On the other side, the common currency is a shared one, in this case between Brazil and Argentina, which can be used for joint investments or commercial relations between both countries.
The benefits are multiple and superior, quantitatively and qualitatively, to the risks and weaknesses that may arise:
- First, using a common currency for trade would reduce the burden of dependence on dollars for both countries, while at the same time weakening the currency of the oppressor country. In the year 2022, Brazil sold goods and services to Argentina for a total of 16,000 million dollars, while, conversely, Argentinaexported a total of 12,600 million. If there is a common currency, both nations could save the need to have at least 12.6 billion dollars, since the goods traded would offset that amount. These are significant figures in importance to alleviate the weight of dependence on the dollar and multilateral credit organizations (for example, for Argentina it is equivalent to 30% of its international reserves, Brazil being its main trading partner).
- Secondly, the common currency would promote an increase in trade between Brazil and Argentina, since the major problems caused by authorization or access to foreign currency for companies involved in purchases and sales would be avoided. Also, because the existence of a joint currency would facilitate binational investments that promote economic development and trade relations of both countries without the need for the interference of multilateral or transnational credit organizations.
- Also, because given the benefits of the common currency and the increase in exchange, one could easily move towards a trade balance between nations (in 2022 Argentina had a deficit of 3,365 million with respect to Brazil).
- The most important thing is that the common currency could be the first step towards regional integration and economic complementarity that involves more countries of Our America. This would turn the Great Homeland of the Caribbean and South America into a relevant political-economic actor on the new multipolar map.

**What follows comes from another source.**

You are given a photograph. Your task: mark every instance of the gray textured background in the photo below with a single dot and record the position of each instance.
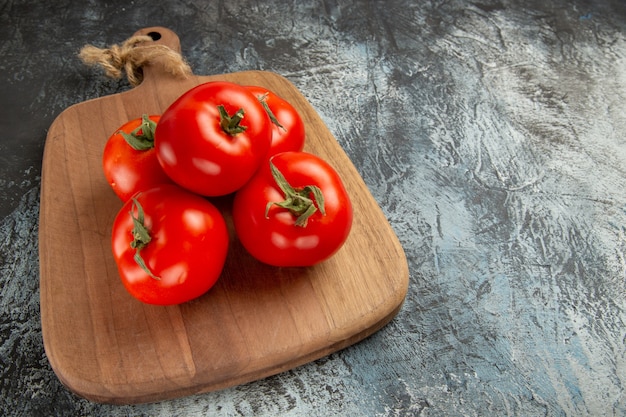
(493, 135)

Finally, it is worth noting that, in order to avoid falling into the volatility and uncertainty characteristic of the currencies of undeveloped economies, the original issue support should be based on the production of the member countries (raw material and principal price agreement). negotiable goods). In this way, the value of the currency would be tied to production, to work, and not to speculation in the financial markets. In principle, the inconvertibility of the currency is a necessity to avoid the sabotage of global financial power.
The SUR currency, without a doubt, can be a great political tool to, once and for all, to advance the objective of a united and economically and socially developed Patria Grande. The complementary characteristics of their economies and natural resources acting together open up the possibility of explosive development for their peoples. Everything that today, separated, weakens us for the benefit of the oppressor, united strengthens and frees us. But, as with all tools, their result will depend on the political will of the persons who use them.
* Rodolfo Pablo Treber is an economic analyst who works for the Central Bank of Argentina.